GaloisInc / llvm-pretty-bc-parser

Parser for the llvm bitcode format
Other
60 stars 6 forks source link

Parse bitcode incrementally #190

Open RyanGlScott opened 2 years ago

RyanGlScott commented 2 years ago

Currently, parsing is whole-program: the only way to parse a bitcode file is to parse every entity inside it. For most clients of llvm-pretty-bc-parser, however, this is wasteful, as these clients typically only need a fraction of the entities inside the file. Nevertheless, every client must currently pay the cost of both loading the entire file, which can be a time-consuming process, and keeping the loaded contents around in memory, which can use quite a bit of space. This is especially painful for large bitcode files, which are common in C++ programs and in large applications.

Fortunately, we can do better here by deferring some of the parsing work until a client actually needs it. The LLVM Bitcode File Format page has this to say about blocks in a bitstream:

Block definitions allow the reader to efficiently skip blocks in constant time if the reader wants a summary of blocks, or if it wants to efficiently skip data it does not understand. The LLVM IR reader uses this mechanism to skip function bodies, lazily reading them on demand.

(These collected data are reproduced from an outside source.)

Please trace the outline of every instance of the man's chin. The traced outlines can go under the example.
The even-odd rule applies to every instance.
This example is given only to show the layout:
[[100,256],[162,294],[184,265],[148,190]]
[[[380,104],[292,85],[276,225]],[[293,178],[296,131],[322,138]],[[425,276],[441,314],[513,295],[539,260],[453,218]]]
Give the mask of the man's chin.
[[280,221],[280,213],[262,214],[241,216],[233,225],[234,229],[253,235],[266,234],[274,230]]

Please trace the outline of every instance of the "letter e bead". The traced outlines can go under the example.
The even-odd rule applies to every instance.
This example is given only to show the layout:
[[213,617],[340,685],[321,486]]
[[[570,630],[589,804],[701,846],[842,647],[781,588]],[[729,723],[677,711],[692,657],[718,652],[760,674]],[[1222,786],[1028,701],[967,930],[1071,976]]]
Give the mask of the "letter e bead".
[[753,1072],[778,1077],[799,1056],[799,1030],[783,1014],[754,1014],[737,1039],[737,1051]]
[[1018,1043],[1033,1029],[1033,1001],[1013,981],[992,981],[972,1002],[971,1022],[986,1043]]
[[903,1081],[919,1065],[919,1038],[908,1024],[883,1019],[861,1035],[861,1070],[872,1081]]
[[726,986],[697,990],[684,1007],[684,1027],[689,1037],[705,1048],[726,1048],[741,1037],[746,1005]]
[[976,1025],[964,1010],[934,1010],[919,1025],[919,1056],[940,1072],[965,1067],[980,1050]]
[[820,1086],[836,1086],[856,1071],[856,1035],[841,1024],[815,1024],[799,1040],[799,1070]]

I propose that we do just that: defer the parsing of function bodies until a client actually requests it. I haven't precisely worked out the finer details of implementing this, but as with most things LLVM-related, the best place to learn is from the upstream source code for the bitcode reader. In broad terms, we will want to preprocess the bitcode file to construct a mapping from function names to the blocks containing their bodies. Later, when a client requests a particular function, if that function's body has not been parsed, we will do so on demand.

Some currently unresolved design questions:

See also GaloisInc/llvm-pretty-bc-parser#176, which discusses other possible performance improvements.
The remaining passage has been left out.